When it's raw, that's the best stuff.  Political correctness has removed our sense of being human and quality has gone with it.  As we inch ever closer to our robot future selves, devoid of emotions, talking monotone.  If you look to television for content generation, all the good shows happened in the past.  Same with movies, music also.  The quality was just better then.  I don't watch TV anymore nor do I go to the movies.  And I don't read the papers or listen to the radio.
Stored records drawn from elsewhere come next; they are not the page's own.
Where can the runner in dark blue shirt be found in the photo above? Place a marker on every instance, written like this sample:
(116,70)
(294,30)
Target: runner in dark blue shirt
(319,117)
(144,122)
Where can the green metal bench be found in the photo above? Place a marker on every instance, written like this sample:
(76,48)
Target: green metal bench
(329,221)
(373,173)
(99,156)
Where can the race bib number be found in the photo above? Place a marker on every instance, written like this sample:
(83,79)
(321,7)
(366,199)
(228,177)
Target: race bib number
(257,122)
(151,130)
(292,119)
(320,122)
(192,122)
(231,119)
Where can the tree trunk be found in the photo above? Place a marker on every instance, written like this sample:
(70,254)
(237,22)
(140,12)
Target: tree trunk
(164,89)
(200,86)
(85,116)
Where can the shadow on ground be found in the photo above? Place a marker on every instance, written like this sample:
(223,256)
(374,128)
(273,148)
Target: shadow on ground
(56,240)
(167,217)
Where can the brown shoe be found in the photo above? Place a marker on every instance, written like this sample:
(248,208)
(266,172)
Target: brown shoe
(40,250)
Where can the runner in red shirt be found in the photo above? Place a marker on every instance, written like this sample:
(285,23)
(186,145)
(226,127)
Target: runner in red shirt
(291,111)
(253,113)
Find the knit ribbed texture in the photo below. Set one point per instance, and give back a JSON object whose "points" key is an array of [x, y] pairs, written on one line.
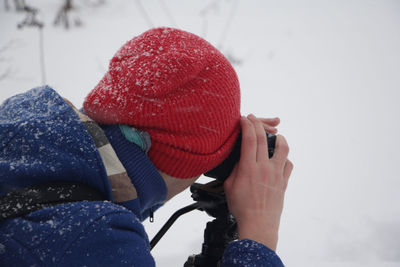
{"points": [[144, 176], [178, 88]]}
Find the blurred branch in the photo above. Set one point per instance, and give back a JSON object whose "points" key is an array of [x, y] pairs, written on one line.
{"points": [[144, 13], [62, 17], [3, 49], [30, 18]]}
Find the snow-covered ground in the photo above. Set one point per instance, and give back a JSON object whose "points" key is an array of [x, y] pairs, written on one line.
{"points": [[329, 69]]}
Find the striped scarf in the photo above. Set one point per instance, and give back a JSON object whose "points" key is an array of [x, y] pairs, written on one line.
{"points": [[121, 185]]}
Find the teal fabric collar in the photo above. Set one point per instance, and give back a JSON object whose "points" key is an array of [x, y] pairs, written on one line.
{"points": [[138, 137]]}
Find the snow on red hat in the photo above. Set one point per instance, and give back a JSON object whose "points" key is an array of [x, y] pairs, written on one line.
{"points": [[181, 90]]}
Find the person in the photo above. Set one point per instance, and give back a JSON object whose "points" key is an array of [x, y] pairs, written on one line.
{"points": [[75, 184]]}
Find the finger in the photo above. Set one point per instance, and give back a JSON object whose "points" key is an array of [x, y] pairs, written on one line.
{"points": [[248, 153], [281, 151], [287, 171], [231, 179], [270, 129], [262, 145], [272, 122]]}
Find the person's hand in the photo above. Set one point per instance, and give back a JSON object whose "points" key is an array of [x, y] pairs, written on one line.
{"points": [[270, 124], [256, 188]]}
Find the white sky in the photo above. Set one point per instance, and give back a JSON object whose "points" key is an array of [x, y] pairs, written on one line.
{"points": [[329, 69]]}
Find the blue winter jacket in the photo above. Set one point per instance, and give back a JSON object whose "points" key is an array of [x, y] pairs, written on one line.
{"points": [[42, 139]]}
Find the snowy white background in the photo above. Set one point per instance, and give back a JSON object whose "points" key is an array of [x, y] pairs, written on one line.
{"points": [[329, 69]]}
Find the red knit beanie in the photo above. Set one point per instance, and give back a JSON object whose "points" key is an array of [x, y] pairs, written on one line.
{"points": [[178, 88]]}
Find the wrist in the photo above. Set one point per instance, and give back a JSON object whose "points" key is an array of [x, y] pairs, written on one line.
{"points": [[263, 235]]}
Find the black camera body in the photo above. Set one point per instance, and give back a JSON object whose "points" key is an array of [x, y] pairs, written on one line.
{"points": [[210, 197], [223, 170]]}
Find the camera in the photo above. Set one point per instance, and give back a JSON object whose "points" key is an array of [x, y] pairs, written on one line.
{"points": [[223, 170], [210, 198]]}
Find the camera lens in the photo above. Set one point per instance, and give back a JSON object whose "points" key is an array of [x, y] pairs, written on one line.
{"points": [[223, 170]]}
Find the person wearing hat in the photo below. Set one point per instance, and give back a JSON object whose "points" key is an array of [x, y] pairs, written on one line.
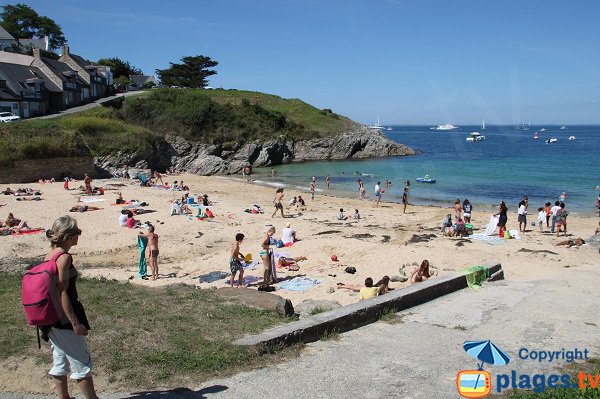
{"points": [[288, 235]]}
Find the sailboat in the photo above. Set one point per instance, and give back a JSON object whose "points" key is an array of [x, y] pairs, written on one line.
{"points": [[377, 126]]}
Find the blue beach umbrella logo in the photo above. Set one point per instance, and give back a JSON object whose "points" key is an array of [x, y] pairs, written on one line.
{"points": [[486, 352], [476, 384]]}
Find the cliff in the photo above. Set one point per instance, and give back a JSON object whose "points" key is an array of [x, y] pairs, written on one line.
{"points": [[205, 159]]}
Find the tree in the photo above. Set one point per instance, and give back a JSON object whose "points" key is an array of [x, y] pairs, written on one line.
{"points": [[191, 73], [23, 22], [119, 67]]}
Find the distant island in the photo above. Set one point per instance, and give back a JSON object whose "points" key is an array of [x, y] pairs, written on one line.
{"points": [[191, 130]]}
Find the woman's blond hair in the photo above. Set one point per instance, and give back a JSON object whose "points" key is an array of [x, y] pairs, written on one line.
{"points": [[64, 228]]}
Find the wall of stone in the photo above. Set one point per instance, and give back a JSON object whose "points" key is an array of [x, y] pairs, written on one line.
{"points": [[28, 171]]}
There seems to be a complete drought of fresh content, that stimulates the mind, with new thoughts and ideas.  Society is stale, like a fishbowl that hasn't been cleaned.  Some days I feel like stirring it up.  Other days I seek a new bowl.  Either way, I continue writing my stories, for nickels in revenue per month, without the slightest indication that anyone reads them.  As far as the 300k blog reads, perhaps, I do know that every Saturday night, around 2am, somebody in Russia scrapes the site and reads 200 plus pages in under an hour, so that inflates the numbers, no way to block it, so who cares.

To summarize, for those who do read the blog, I appreciate it.  And for my 12th grade English teacher who thought I wasn't paying attention in the back of the class, I make a deliberate effort to put a space between "a lot" and not "alot".  I was listening the entire time, so thanks!